Government-run Woodlands Care Home becomes second nursing home to have resident with Covid-19

Woodlands Care Home at 2 Woodlands Rise has 248 beds in its facility. PHOTO: LIANHE ZAOBAO

SINGAPORE - Another nursing home in Singapore has been hit by Covid-19, raising fresh concerns about vulnerable seniors.

On Monday (April 13), a 77-year-old male resident of Vanguard Healthcare's Woodlands Care Home (WLCH) at 2 Woodlands Rise was confirmed to be infected with Covid-19.

The resident, known as Case 2,561, tested positive for the infection on Sunday afternoon (April 12), and is now in an isolation room at Khoo Teck Phuat Hospital. It is not clear how he got infected, MOH said.

Unlike residents-only nursing homes that had stopped receiving visitors, Vanguard stayed open because it also houses a senior day care centre on its premises. The centre provides day care, dementia day care and rehabilitation services to senior citizens in the area.

The Agency for Integrated Care (AIC) said the centre was allowed to remain open during the circuit-breaker period of enhanced social distancing measures to provide care for clients with no alternative arrangements.
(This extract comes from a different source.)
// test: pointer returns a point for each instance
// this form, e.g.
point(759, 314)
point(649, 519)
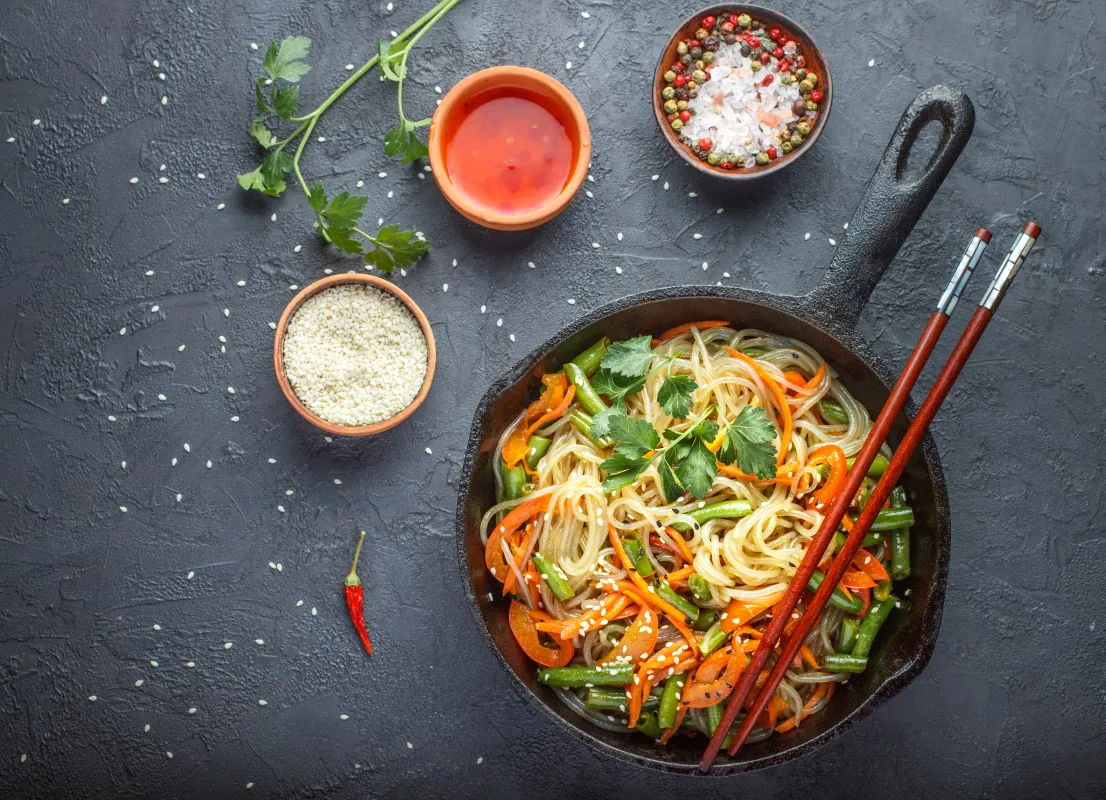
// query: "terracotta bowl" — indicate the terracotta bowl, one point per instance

With the confirmed case, the senior care centre has been closed and alternative arrangements have been made for its clients.

In a statement, AIC said that it was working with the Ministry of Health (MOH) to support WLCH in managing the situation.

WLCH, which is run by the Government, has conducted a thorough cleaning and disinfection of the resident's ward and affected areas of the home. It has 248 beds in its facility.

Contact tracing is ongoing and those who had close contact with the resident, including any WLCH staff, will be quarantined.

The Straits Times has reached out to AIC and MOH to find out if the rest of the seniors from the home and centre will be tested, isolated or quarantined.

AIC said that it is working to provide WLCH with manpower support to ensure service continuity, so that residents of the home will not be affected.

Nursing homes have become hotbeds for Covid-19 infections in many parts of the world.

On Monday, Canada's public health office reported that close to half of the 735 deaths in the country so far are linked to long-term care facilities.

In the United States, 127 out of 163 elderly residents of a nursing home in the state of Virginia have tested positive for Covid-19. 42 of those patients have died.

In Singapore, Lee Ah Mooi Old Age Home was the first home to have a case of Covid-19 infection. It saw an outbreak following the first reported case on April 1, with 16 linked cases and two deaths, both 86-year-old female residents.